Only a few weeks to go until it’s officially Spring and I can put our first “real” winter (the kind with snow) behind us! A “winter person” I am not. It’s lovely to visit after a fresh snow, but the frigid temperatures, grey skies, and not nearly enough “Winter Wonderland” type scenes to make up for it all winter style of Northern Virginia needs to be replaced by spring, flowers, and sun dresses. While we wait out these last few weeks, I’d like to share with you one of our new favorite slow cooker dishes. In fact, my mouth is watering as I type this and I may just be making this again this week or next.
I really wanted to make a dish that tasted like warm weather, inspired by the delicious Hawaiian food we tried while living in California. So a little sweet, a good bit of savory, satisfying, with flavors that develop best cooked low and slow and make even better leftovers! I also had to be able to make it with what I had in the house because icy roads and my mental trip to tropical climates are clearly in juxtaposition and I didn’t want to leave my happy place (inside, where it’s warm).
I will admit we didn’t have pineapple in the house, so I made the Godfather go get it so I could make this recipe as envisioned, and he thought it was worthwhile even though he’s usually not a pineapple fan. It can be omitted, but I really like the flavor contrast it provides. If you don’t have a grill pan, you can “grill” it in a skillet. You just won’t get the grill marks.
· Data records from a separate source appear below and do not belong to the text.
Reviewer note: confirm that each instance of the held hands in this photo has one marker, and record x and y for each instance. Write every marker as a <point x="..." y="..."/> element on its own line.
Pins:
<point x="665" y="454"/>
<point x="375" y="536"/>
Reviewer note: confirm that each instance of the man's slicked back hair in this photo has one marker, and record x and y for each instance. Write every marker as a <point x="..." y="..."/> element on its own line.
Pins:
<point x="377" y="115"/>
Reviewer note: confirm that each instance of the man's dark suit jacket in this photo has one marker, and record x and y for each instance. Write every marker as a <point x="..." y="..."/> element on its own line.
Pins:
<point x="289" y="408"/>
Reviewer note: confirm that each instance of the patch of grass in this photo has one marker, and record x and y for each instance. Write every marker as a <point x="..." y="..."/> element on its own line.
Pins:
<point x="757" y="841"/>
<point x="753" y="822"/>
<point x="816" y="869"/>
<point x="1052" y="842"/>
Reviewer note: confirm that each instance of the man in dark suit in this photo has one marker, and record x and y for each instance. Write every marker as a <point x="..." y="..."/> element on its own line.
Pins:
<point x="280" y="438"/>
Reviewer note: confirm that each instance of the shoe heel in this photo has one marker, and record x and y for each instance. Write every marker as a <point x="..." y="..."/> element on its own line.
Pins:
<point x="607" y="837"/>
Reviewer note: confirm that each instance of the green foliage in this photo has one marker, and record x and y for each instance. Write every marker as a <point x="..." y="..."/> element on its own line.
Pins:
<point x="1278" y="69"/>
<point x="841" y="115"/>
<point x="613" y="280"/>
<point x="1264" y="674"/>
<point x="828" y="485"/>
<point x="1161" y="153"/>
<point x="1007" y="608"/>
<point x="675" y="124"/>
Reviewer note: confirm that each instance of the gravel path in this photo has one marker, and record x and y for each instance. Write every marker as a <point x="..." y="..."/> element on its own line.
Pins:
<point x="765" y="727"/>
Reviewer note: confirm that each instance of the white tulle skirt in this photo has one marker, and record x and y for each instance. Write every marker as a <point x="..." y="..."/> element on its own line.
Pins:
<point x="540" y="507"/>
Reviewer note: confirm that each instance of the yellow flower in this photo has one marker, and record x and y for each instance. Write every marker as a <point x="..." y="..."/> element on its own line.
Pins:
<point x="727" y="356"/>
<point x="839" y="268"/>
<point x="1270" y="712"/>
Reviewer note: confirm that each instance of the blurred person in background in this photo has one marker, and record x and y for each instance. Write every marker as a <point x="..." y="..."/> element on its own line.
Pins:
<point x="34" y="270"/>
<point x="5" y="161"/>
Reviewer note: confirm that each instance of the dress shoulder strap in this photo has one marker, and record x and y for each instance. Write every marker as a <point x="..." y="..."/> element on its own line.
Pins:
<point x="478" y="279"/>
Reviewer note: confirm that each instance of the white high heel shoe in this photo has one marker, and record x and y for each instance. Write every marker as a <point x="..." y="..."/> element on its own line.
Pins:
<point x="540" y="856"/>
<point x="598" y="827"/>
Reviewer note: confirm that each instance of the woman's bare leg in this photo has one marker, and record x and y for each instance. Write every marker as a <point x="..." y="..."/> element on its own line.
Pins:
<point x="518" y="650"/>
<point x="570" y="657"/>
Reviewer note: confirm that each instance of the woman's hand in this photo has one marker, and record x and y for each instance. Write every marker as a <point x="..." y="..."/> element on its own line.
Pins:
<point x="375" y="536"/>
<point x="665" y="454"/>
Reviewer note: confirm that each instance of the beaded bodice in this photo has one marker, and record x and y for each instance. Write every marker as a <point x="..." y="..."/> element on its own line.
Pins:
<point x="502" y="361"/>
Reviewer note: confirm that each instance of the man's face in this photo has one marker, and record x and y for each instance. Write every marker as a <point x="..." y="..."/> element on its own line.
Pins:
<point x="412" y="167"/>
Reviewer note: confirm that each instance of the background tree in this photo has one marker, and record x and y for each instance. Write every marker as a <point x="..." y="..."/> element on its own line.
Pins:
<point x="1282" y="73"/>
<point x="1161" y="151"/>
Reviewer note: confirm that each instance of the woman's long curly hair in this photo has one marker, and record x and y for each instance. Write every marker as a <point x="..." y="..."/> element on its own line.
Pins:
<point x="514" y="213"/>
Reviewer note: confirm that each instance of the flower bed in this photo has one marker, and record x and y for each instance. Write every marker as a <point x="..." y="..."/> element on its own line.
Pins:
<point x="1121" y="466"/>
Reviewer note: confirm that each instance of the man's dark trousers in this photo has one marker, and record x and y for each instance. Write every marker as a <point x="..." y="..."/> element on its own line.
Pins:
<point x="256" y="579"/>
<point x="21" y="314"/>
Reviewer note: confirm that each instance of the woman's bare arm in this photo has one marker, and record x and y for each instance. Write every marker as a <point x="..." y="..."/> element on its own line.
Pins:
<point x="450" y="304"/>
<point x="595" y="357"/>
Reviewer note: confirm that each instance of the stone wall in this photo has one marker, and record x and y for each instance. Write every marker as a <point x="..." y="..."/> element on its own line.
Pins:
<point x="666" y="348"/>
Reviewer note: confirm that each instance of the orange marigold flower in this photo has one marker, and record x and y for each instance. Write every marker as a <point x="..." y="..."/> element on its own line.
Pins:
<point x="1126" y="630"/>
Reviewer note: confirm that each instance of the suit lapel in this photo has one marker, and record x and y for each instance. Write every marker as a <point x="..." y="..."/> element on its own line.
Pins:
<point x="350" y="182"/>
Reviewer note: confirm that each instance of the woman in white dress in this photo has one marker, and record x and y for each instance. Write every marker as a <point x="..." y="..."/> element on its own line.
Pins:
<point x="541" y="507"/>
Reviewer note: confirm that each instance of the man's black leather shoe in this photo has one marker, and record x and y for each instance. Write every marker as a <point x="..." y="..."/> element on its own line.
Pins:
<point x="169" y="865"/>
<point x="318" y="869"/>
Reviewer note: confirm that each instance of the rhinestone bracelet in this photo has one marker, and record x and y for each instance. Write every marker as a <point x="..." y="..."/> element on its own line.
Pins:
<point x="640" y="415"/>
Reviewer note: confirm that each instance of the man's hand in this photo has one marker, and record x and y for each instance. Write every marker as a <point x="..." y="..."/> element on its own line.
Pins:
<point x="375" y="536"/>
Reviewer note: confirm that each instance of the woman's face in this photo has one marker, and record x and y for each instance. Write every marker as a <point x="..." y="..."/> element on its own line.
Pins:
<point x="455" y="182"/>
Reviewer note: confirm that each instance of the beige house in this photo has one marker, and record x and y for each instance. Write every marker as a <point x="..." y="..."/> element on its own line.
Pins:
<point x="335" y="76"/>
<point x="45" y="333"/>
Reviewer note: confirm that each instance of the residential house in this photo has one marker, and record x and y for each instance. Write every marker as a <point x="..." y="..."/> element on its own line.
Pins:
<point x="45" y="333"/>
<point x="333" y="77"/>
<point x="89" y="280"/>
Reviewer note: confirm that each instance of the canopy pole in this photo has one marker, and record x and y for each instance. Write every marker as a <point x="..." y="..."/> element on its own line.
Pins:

I cannot tell you enough how amazing the leftovers are from this recipe. I thought we would freeze some after, but we ended up eating leftovers for two or three days straight. We had bowls once or twice more, scrambled the pork with eggs, had it on salad, and even made grilled cheese sandwiches with white cheddar. It was delicious every. single. time.
Note: This recipe was developed for the Healthy Solutions spice blend contest. A packet of the spice blend was provided to each participant in the competition for recipe development.
- 2½ lb pork tenderloin
- 1 tsp Hawaiian red salt (or kosher salt)
- 2 tbsp soy sauce
- ¼ c honey
- 1 tbsp Healthy Solutions Sesame Ginger Seasoning
- 3 cloves fresh garlic
- 2 tbsp avocado or vegetable oil
- ⅓ c broth or water
- 1 medium onion
- 1½ tsp red pepper flakes
- 1 tbsp corn starch
- 2 tbsp cold water
- 1 14 ounce can pineapple slices in water or juice (not syrup!)
- 2 tbsp honey
- 1.5 tsp Healthy Solutions Sesame Ginger Seasoning
- 1 tbsp unsalted butter
- Cooked white or brown rice to make bowls
- Heat 2 tbsp oil in a heavy bottomed pan over high heat. While the oil is heating, sprinkle the salt on the pork.
- When the oil is very hot (just barely starting to smoke), place the pork in the pan to sear. Cook the pork 4-5 minutes on the first side and 3-4 minutes on subsequent sides until you get a nice brown sear. Turn 2-3 times to sear on all sides.
- While the meat is searing, chop the onion and place it in the bottom of your slow cooker and mix together all other ingredients except the corn starch and water in a bowl.
- Place the seared pork over the onions, pour the sauce over the pork, cover, and cook on low 7-8 hours until the pork is cooked through and shreds easily with a fork.
- When the pork is ready, remove the pork loin from the slow cooker and turn the heat to high.
- Mix 1 tbsp cornstarch in 2 tbsp water and stir into the sauce. Cook for 10 minutes to thicken while you shred the pork.
- Add the shredded pork back into the slow cooker and stir to coat well with the sauce.
- Melt the butter in your grill pan over medium-high heat.
- Warm the honey in a saucepan over medium low heat or in the microwave for about 10 seconds and then stir in the sesame ginger seasoning.
- Drain and pat dry the pineapple slices, brush on both sides with the honey mixture.
- Place in the grill pan or skillet and grill 5 minutes per side until the honey has slightly caramelized.
- To make rice bowls, serve shredded pork and grilled pineapple over cooked white or brown rice.